Synthesis quality is the ceiling: CWM-MCTS matches GT-MCTS, indicating synthesized models are nearly equivalent to real rules.
Gin rummy is the hardest: complex subroutines (knocking, deadwood, undercuts) are difficult to synthesize from trajectories.
Closed deck can be better: In Hand of War, closed deck performance slightly exceeded open deck, potentially because the LLM had the freedom to synthesize a simpler state space.
Compute for Strength: As long as the model is correct, increasing search simulations stabilizes performance near the optimum.

Highlights & Insights¶

Separation of Concerns: Delegating "understanding" to code synthesis and "searching" to planners avoids overloading a single forward pass.
Unit Tests as Feedback: Automatically generating binary tests provides a scalable, objective optimization signal for code synthesis.
Autoencoder Perspective: Using game rules as a regularized latent space for IIGs is a powerful formalization for unsupervised hidden state learning.
Generalization via Meta-task: Focusing on the "data → code" translation allows the agent to handle OOD games by bypassing training data contamination.

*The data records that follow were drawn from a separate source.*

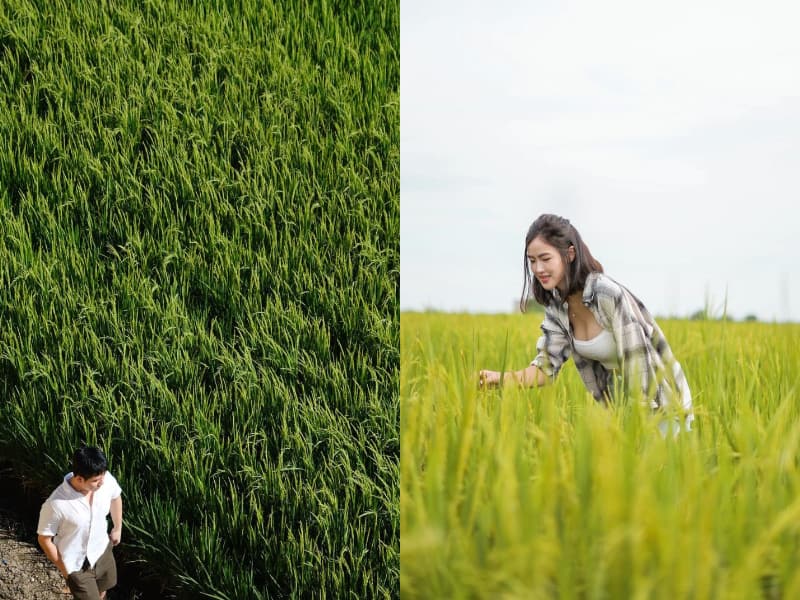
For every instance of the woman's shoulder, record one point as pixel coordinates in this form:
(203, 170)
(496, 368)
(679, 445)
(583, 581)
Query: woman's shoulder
(599, 285)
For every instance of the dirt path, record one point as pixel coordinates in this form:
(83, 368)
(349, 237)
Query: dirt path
(25, 573)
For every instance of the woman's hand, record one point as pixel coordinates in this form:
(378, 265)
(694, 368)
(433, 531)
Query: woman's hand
(488, 379)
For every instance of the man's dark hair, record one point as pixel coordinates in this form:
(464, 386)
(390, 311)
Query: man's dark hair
(561, 234)
(89, 461)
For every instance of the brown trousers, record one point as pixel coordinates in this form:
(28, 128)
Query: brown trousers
(88, 583)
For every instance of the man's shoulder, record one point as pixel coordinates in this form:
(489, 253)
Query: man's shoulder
(112, 485)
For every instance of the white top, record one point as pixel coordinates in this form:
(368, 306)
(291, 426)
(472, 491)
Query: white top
(80, 531)
(601, 348)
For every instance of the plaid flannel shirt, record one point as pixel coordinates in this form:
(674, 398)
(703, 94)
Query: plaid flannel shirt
(645, 358)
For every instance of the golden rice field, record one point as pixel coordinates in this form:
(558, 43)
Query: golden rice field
(541, 493)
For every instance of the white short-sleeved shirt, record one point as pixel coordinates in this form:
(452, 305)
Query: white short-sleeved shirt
(79, 531)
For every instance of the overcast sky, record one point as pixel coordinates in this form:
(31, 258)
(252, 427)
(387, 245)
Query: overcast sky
(668, 133)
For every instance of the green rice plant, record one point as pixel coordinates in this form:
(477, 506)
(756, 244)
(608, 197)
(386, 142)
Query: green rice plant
(199, 269)
(542, 493)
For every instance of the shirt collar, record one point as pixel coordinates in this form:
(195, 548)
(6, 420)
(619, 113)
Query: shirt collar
(70, 491)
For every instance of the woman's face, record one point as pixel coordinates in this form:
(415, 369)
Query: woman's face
(546, 263)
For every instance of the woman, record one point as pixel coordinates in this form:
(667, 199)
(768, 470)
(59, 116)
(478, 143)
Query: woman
(589, 316)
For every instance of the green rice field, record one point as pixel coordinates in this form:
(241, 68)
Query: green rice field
(199, 271)
(541, 493)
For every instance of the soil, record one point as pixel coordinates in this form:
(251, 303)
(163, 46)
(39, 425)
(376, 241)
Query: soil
(25, 572)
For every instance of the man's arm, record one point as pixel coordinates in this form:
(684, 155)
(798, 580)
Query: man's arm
(116, 516)
(51, 552)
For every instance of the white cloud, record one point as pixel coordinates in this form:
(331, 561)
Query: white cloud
(669, 133)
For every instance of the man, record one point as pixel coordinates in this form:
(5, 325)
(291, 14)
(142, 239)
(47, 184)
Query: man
(73, 531)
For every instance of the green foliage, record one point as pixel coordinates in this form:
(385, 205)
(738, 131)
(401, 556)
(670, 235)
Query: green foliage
(543, 493)
(199, 269)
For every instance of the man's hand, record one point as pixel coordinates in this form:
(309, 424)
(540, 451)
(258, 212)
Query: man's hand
(115, 536)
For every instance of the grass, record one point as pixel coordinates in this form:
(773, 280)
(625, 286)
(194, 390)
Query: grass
(544, 494)
(199, 270)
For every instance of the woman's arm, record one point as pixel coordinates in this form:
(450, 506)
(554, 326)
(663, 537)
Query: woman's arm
(529, 377)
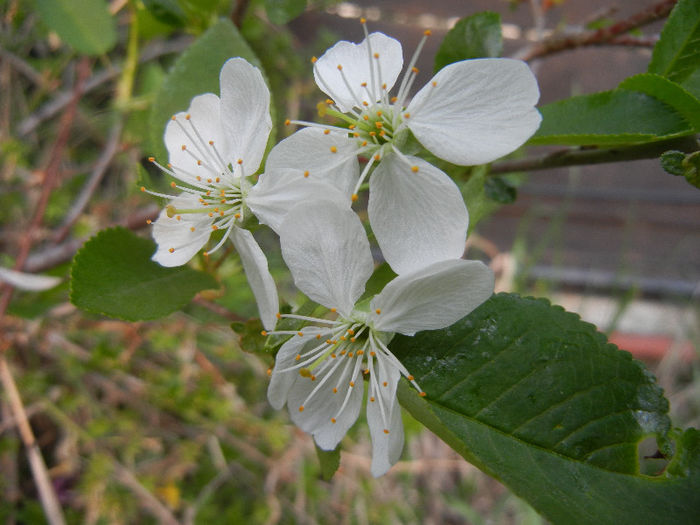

Limitations & Future Work¶

Dependency on Synthesis: All advantages rely on the correctness of the synthesized model; errors in CWM lead to misleading searches.
Complex Procedural Games: LLMs struggle to synthesize multi-stage scoring or complex logic from limited trajectories.
Realism of Open Deck: Open deck assumes access to post-hoc latent states, which is not always available.
Offline Limitation: The model is frozen once play begins; it does not update online to correct errors based on new data.

vs WorldCoder: Both use LLM for CWM synthesis with Thompson sampling, but WorldCoder uses ReAct for decisions. Ours uses (IS)MCTS and handles IIGs.
vs GIF-MCTS: Both use synthesized CWM for MCTS, but ours handles partial observability and adds inference functions.
vs POMDP Coder: Ours tackles the "closed deck" scenario where hidden states are never observed.
vs LLM-as-policy: CWM avoids illegal moves and enables deep strategic foresight.

Rating¶

Novelty: ⭐⭐⭐⭐⭐ First framework to systematically handle IIGs with CWM, including the closed-deck autoencoder paradigm.
Experimental Thoroughness: ⭐⭐⭐⭐ Coverage of 10 games, OOD settings, and open/closed decks, though complex games like Gin Rummy highlight limits.
Writing Quality: ⭐⭐⭐⭐ Clear motivation, solid formalization, and insightful autoencoder derivations.
Value: ⭐⭐⭐⭐⭐ The paradigm of decoupling LLM understanding from classical planning is highly influential for general agents.